Skip site navigation (1)Skip section navigation (2)
Date:      Mon, 24 Mar 2014 18:47:13 -0400 (EDT)
From:      Rick Macklem <rmacklem@uoguelph.ca>
To:        Christopher Forgeron <csforgeron@gmail.com>
Cc:        FreeBSD Net <freebsd-net@freebsd.org>, Garrett Wollman <wollman@freebsd.org>, Jack Vogel <jfvogel@gmail.com>, Markus Gebert <markus.gebert@hostpoint.ch>
Subject:   Re: 9.2 ixgbe tx queue hang
Message-ID:  <1149589960.2454997.1395701233190.JavaMail.root@uoguelph.ca>
In-Reply-To: <CAB2_NwCHM9D1HZSMsuQQ-dYNAt-t2721jKqfO=2h3M4qdumY7w@mail.gmail.com>

next in thread | previous in thread | raw e-mail | index | archive | help
Christopher Forgeron wrote:
> I'm going to split this into different posts to focus on each topic.
> This
> is about setting IP_MAXPACKET to 65495
> 
> Update on Last Night's Run:
> 
> (Last night's run is a kernel with IP_MAXPACKET = 65495)
> 
> - Uptime on this run: 10:53AM  up 13:21, 5 users, load averages:
> 1.98,
> 2.09, 2.13
> - Ping logger records no ping errors for the entire run.
> - At Mar 24th 10:57 I did a grep through the night's log for 'before'
> (which is the printf logging that Rick suggested a few days ago), and
> saved
> it to before_total.txt
> - With wc -l on before_total.txt I can see that we have 504 lines,
> thus 504
> incidents of the packet being above IP_MAXPACKET during this run.
> - I did tr -c '[:alnum:]' '[\n*]' < before_total.txt | sort | uniq -c
> |
> sort -nr | head -50 to list the most common words. Ignoring the
> non-pklen
> output. The relevant output is:
> 
>  344 65498 (3)
>  330 65506 (11)
>  330 65502 (7)
> 
This makes sense to me, since tp->t_tsomax is used in tcp_output() for
the TCP/IP packet, which does not include the link level (ethernet)
header. When that is added, I would expect the length to be up to 14
(or maybe 18 for vlan cases) greater than IP_MAXPACKET. Since none of
these are greater than 65509, this looks fine to me.
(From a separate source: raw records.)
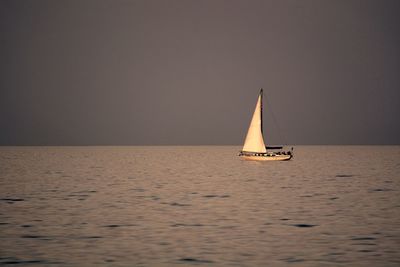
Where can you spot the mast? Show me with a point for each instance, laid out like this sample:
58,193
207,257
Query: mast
261,111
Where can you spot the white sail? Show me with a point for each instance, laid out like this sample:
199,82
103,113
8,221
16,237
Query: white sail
254,140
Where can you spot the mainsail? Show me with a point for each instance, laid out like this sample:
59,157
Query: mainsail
254,140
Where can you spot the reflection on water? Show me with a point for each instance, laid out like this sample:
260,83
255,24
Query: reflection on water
166,206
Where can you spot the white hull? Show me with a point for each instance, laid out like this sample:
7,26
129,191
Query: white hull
267,158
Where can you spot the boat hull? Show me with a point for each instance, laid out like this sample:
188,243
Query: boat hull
267,158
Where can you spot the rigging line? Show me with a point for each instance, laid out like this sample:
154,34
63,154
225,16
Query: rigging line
281,136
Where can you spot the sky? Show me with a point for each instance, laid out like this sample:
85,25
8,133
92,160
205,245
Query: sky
184,72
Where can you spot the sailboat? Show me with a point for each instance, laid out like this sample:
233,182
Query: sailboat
254,147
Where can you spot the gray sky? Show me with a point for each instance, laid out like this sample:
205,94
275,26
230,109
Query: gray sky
188,72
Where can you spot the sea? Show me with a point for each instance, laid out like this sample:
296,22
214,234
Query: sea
199,206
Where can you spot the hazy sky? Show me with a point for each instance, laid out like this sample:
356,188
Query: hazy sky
188,72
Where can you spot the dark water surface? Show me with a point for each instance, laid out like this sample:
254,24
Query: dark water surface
203,206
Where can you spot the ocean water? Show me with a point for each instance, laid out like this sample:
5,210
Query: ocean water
200,205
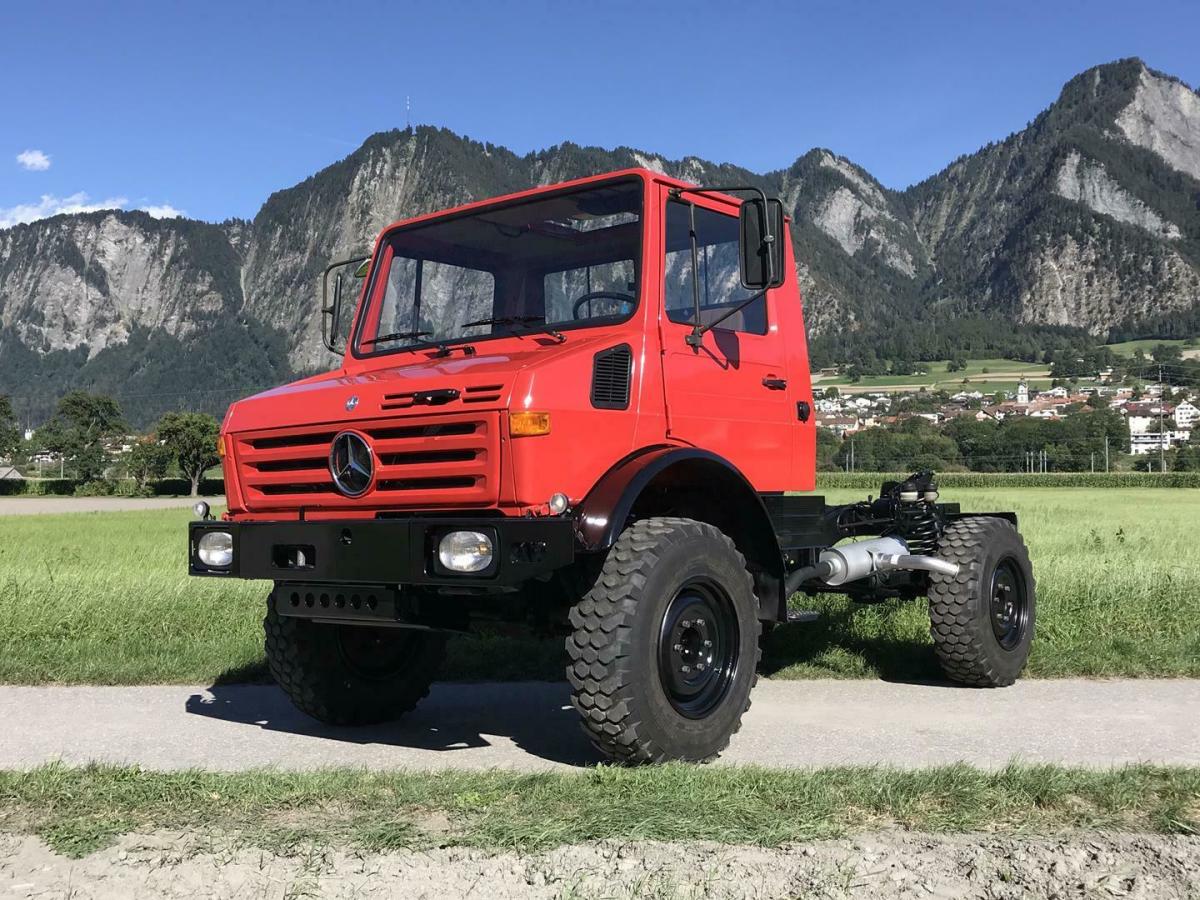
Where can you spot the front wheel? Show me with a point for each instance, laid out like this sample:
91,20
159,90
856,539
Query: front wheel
351,675
665,645
982,619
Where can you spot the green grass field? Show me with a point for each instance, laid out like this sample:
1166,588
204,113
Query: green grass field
1001,375
102,598
78,810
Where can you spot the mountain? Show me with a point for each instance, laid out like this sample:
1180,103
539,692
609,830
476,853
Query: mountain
1087,219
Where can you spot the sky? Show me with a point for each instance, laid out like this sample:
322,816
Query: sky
205,108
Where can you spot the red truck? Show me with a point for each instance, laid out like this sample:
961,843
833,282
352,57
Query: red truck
585,406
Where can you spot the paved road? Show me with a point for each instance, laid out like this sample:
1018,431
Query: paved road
41,505
529,726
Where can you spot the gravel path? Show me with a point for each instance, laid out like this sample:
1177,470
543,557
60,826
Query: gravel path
887,865
43,505
529,726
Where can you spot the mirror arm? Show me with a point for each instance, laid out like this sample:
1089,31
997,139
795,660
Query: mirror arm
699,331
327,309
767,238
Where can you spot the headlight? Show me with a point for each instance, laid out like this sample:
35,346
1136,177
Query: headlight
466,551
215,549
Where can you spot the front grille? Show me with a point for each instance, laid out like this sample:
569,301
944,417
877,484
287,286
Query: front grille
443,461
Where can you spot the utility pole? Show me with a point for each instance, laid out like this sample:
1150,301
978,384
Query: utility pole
1162,435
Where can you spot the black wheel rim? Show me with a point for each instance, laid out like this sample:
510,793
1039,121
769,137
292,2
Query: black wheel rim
372,653
699,648
1009,604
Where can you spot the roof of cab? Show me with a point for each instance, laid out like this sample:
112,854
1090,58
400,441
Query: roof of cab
635,172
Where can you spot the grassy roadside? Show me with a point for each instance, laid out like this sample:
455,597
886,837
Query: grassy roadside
78,810
102,598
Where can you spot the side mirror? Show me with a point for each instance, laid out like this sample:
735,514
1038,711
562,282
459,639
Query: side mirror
331,301
761,244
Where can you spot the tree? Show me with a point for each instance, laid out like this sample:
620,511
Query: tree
192,439
149,460
10,436
83,426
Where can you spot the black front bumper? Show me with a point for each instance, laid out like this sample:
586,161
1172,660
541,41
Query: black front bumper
385,551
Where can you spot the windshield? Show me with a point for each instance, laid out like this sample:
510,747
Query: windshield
557,262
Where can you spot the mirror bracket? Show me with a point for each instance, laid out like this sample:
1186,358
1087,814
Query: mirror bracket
331,310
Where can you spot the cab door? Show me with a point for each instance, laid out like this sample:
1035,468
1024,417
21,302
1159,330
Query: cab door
730,395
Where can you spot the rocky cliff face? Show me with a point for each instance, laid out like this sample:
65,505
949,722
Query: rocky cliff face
88,281
1087,217
1090,216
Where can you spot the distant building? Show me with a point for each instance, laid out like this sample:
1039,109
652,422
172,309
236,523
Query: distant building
1186,415
840,425
1153,442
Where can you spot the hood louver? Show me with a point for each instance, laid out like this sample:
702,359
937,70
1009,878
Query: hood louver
610,377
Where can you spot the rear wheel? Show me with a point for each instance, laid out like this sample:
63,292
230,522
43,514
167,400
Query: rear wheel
351,675
665,645
982,619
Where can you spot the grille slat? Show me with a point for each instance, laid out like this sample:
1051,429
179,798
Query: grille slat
429,462
611,372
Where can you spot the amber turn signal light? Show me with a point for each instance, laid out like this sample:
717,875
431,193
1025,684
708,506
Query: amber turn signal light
526,425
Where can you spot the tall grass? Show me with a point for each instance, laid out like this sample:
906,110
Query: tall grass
103,598
78,810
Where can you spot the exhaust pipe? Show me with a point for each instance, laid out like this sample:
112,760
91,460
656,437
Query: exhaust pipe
852,562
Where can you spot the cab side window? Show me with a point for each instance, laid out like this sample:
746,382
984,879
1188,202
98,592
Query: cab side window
717,271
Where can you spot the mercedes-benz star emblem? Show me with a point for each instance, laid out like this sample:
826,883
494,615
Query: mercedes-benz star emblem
351,463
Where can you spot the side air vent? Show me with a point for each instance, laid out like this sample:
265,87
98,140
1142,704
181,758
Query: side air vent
610,377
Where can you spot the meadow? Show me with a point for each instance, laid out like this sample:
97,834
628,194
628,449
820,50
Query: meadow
983,375
103,598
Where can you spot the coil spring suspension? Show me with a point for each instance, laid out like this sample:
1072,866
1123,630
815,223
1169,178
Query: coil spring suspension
917,525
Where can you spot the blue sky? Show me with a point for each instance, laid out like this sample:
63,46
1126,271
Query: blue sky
209,107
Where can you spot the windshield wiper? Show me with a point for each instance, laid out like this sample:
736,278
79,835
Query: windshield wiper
540,321
399,336
505,321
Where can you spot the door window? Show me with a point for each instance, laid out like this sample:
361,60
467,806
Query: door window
717,274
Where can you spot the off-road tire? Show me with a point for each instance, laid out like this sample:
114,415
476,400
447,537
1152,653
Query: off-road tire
309,661
615,651
960,609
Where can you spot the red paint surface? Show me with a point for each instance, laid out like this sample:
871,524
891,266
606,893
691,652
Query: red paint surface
713,399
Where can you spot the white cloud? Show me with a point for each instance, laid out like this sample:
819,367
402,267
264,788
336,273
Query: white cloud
51,205
34,160
163,211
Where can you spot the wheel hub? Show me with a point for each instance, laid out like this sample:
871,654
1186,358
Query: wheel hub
1009,605
697,648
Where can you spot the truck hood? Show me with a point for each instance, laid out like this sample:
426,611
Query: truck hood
401,385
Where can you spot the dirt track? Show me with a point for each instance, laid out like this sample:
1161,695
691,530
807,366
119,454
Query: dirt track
531,726
889,864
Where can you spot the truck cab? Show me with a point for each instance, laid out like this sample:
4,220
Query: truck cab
582,406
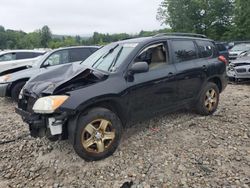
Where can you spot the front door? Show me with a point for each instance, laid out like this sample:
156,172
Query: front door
188,75
154,91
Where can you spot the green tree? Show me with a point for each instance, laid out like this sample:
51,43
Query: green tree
241,27
46,36
210,17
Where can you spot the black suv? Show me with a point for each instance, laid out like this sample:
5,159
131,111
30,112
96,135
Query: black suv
120,84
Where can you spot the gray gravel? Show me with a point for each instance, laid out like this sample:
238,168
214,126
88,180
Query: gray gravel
177,150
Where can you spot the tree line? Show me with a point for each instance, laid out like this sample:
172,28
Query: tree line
43,38
225,20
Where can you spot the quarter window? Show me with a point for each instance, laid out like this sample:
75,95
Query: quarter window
184,50
206,49
8,57
155,55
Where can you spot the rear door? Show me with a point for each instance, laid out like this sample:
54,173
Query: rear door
188,75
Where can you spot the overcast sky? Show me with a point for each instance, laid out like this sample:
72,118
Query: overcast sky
80,16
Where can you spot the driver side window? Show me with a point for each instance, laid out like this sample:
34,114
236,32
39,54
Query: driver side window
155,55
8,57
57,58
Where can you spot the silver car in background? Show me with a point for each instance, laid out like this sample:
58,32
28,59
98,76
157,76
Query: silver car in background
239,69
238,50
15,60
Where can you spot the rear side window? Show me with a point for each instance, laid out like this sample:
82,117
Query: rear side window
79,54
184,50
8,57
206,49
36,54
221,47
24,55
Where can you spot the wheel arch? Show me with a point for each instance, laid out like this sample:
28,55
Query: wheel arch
217,81
110,104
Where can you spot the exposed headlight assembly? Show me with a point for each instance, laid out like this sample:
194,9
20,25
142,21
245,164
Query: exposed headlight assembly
5,78
47,105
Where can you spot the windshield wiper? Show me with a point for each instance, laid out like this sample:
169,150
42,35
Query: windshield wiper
116,59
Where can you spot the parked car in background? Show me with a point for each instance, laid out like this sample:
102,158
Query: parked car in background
11,84
239,69
122,83
237,50
16,60
222,50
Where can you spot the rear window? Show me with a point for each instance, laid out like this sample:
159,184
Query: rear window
184,50
206,49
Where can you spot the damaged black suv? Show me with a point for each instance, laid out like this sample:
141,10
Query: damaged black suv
120,84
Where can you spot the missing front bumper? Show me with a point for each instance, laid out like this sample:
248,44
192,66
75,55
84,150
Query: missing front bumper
3,90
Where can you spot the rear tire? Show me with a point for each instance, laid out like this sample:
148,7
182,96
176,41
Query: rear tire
15,91
98,134
208,100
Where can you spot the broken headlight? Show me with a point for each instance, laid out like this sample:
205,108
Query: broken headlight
5,78
47,105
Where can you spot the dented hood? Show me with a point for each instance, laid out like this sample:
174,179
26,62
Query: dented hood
47,83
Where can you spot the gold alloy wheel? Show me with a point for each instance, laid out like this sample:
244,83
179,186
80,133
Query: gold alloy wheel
211,100
98,136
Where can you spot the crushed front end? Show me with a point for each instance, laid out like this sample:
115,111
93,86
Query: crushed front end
51,125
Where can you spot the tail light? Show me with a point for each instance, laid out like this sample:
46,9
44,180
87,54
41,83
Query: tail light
223,59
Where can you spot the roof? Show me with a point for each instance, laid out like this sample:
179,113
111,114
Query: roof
73,47
15,51
153,38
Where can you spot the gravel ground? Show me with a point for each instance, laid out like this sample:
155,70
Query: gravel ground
178,150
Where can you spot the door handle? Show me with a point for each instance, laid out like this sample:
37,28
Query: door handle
204,67
170,75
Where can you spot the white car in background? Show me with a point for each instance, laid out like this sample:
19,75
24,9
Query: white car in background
16,60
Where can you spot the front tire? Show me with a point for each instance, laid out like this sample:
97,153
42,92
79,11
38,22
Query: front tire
15,91
208,100
98,134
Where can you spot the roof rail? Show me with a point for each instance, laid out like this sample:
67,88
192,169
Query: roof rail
181,34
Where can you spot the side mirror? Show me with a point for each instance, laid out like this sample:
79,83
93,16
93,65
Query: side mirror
139,67
45,65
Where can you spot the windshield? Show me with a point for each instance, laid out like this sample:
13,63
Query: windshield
41,59
110,57
241,47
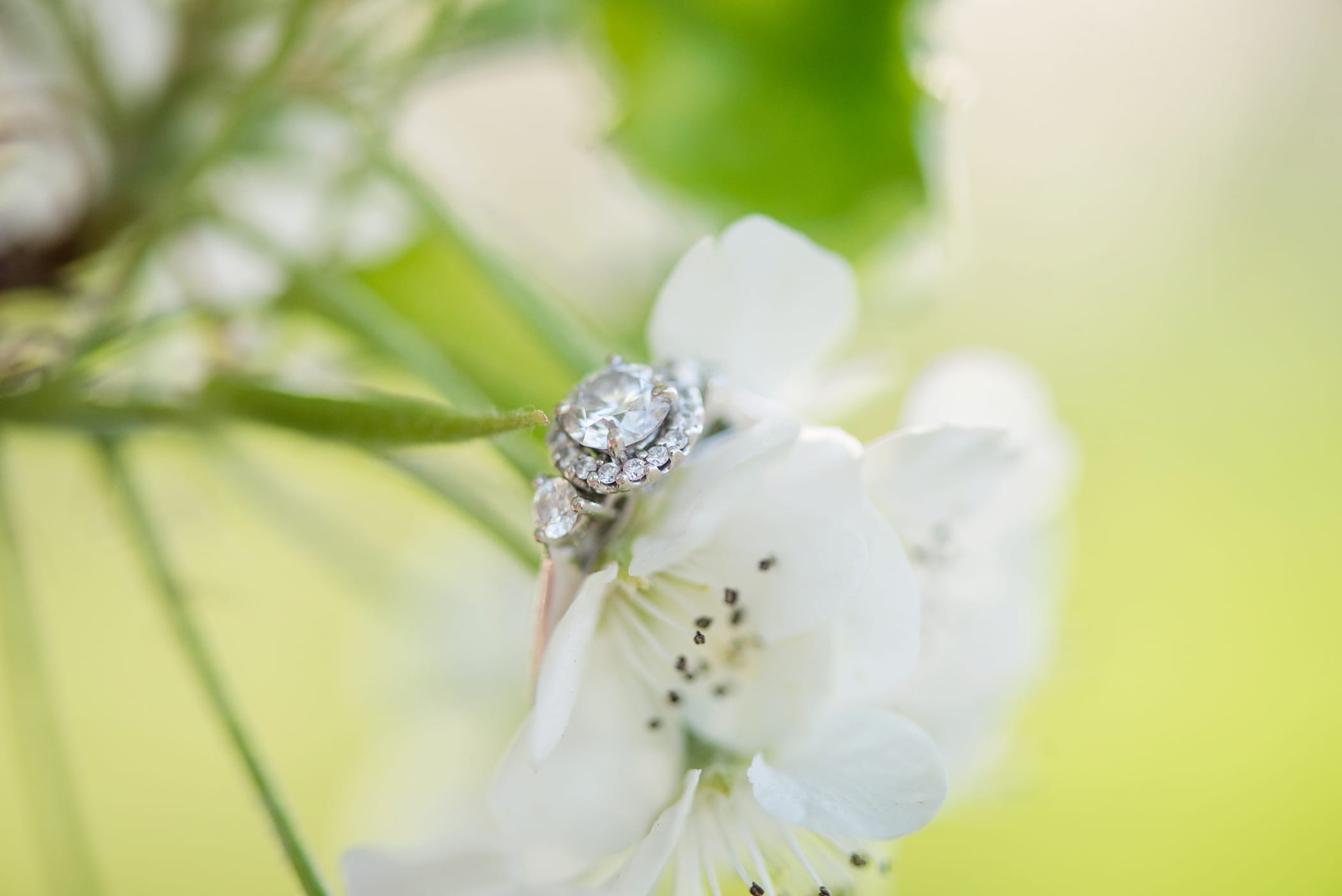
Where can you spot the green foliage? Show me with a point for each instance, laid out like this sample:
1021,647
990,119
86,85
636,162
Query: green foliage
368,420
800,109
378,420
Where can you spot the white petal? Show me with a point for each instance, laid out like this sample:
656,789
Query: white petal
561,667
877,640
467,872
606,781
761,306
800,511
861,773
992,389
928,479
771,694
681,515
639,874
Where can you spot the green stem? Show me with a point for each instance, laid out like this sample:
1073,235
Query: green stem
467,499
79,43
62,838
557,327
192,643
353,306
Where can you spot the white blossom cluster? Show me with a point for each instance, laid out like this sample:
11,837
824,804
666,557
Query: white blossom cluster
796,642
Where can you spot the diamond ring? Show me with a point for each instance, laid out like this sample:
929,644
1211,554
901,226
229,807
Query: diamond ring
622,428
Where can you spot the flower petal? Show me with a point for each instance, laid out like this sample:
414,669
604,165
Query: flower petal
679,517
468,872
639,874
607,778
860,773
787,536
561,667
761,306
767,694
928,479
992,389
877,640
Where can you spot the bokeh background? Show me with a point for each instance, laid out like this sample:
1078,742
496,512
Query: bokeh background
1143,200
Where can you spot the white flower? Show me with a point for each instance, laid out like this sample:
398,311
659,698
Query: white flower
764,310
755,620
756,608
971,482
984,552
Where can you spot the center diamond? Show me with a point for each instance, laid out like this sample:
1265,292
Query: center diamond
619,398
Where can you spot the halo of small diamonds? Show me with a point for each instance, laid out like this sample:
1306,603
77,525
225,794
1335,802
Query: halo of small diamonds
645,419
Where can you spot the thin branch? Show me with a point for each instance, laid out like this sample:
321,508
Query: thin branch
192,643
59,828
557,327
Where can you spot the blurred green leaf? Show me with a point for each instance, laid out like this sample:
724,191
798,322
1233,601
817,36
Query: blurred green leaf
371,420
442,290
379,420
799,109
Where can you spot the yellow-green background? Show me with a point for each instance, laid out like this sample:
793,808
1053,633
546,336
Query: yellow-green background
1152,220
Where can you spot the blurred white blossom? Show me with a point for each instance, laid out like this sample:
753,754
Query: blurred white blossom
757,617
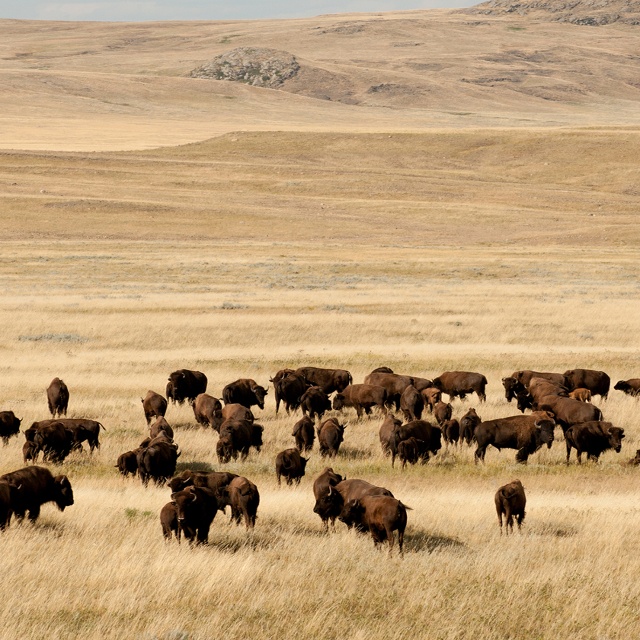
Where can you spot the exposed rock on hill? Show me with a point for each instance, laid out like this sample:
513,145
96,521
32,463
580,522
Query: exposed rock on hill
585,12
258,67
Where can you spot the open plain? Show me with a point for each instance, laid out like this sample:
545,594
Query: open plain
433,190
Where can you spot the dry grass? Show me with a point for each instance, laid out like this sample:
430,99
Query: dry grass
338,235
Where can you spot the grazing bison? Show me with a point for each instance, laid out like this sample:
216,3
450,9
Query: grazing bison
304,433
450,431
154,406
394,385
584,395
468,424
568,411
420,430
510,502
411,403
169,521
315,402
598,382
380,515
9,426
160,426
57,397
196,507
431,397
387,428
246,392
593,438
128,463
330,437
329,504
457,384
157,461
37,486
631,387
410,450
362,397
290,465
329,380
526,434
321,487
207,411
243,498
185,384
442,412
289,388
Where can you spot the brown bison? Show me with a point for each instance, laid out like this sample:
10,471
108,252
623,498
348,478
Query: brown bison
362,397
196,508
185,384
207,411
9,426
631,387
387,428
380,515
526,434
598,382
37,486
304,433
330,437
246,392
329,380
394,385
584,395
243,498
510,502
420,430
593,438
57,397
459,384
411,403
290,465
315,402
154,406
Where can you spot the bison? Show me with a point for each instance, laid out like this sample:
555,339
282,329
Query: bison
290,465
593,438
362,397
329,380
526,434
458,384
380,515
196,508
315,402
330,437
9,426
57,397
37,486
154,406
185,384
304,433
207,411
246,392
510,502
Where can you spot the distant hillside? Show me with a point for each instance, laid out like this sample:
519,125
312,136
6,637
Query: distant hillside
584,12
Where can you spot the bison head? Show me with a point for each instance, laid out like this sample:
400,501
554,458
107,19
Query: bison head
63,492
338,401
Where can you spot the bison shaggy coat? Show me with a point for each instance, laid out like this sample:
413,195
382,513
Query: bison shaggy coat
510,501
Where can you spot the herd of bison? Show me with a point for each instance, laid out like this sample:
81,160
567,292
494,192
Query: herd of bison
552,399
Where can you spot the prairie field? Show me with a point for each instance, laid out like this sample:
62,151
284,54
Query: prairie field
242,234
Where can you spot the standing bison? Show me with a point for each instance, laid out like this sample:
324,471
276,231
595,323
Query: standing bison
58,397
185,384
459,384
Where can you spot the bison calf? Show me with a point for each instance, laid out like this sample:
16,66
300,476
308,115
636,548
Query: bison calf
510,502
So, unless you get ones greater than (65495 + 18 = 65513), this makes
sense and does not indicate a problem.

In another post, you indicate that having the driver set if_hw_tsomax
didn't set tp->t_tsomax to the same value.
--> I believe that is a bug and would mean my ixgbe.patch would not
    fix the problem, because it is tp->t_tsomax that must be decreased
    to at least (65536 - 18 = 65518).
    --> Now, have you tried a case between 65495 and 65518 and seen
        any EFBIG errors?
        If so, then I don't understand why 65518 isn't small enough?

rick

>  - First # being the # of times. (Each pklen is printed twice on the
>  log,
> thus 2x the total line count).
>  - Last (#) being the byte overrun from 65495
>  - A fairly even distribution of each type of packet overrun.
> 
>  You will recall that my IP_MAXPACKET is 65495, so each of these
>  packet
> lengths represents a overshoot.
> 
>  The fact that we have only 3 different types of overrun is good - It
> suggests a non-random event, more like a broken 'if' statement for a
> particular case.
> 
I think it just means that your load happens to do only 3 sizes of I/O
that is a little less than 65536.

>  If IP_MAXPACKET was set to 65535 as it normally is, I would have had
>  504
> incidents of errors, with a chance that any one of them could have
> blocked
> the queue for considerable time.
> 
If tp->t_tsomax hasn't been set to a smaller value than 65535, the
ixgbe.patch didn't do what I thought it would.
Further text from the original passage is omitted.